We are expected to automatically know how finances work once we become an adult and enter the workforce. This is not the case, and a lot of people, especially people who grew up in poverty or had poor financial role models end up struggling here and can end up with multiple debts. This can become a serious problem, and trying to figure out different loan payments every month, or looking into who needs to be paid off first is difficult for most people. One way you can help yourself in this situation is by streamlining your payment procedure by consolidating your debts. However, not everyone will benefit from this situation. You can learn more about consolidation by reading the rest of this article and speaking to a financial advisor.
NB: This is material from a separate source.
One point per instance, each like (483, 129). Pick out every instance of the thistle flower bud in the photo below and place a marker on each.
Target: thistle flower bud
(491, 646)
Debt consolidation might be a good idea for you if:

  • You have multiple loans from different places and do not know how to go about paying most of them at once.
  • If the loans you have taken happen to have a high-interest rate. If the majority of your loans come with a high-interest rate, then consolidation might work for you.
  • If you have a good credit score and can apply for a new consolidated loan that will have a low-interest rate compared to multiple loans with different interest rates.
  • If you have the budget and savings to be able to pay your monthly consolidated loan payment with interest at a consistent rate. If you miss a consolidated loan payment, it hurts your credit score badly.
  • If you are committed to improving your spending habits then consolidating your loans might help. If you continue being hasty with your spending even with a consolidated loan, you can end up in even more debt.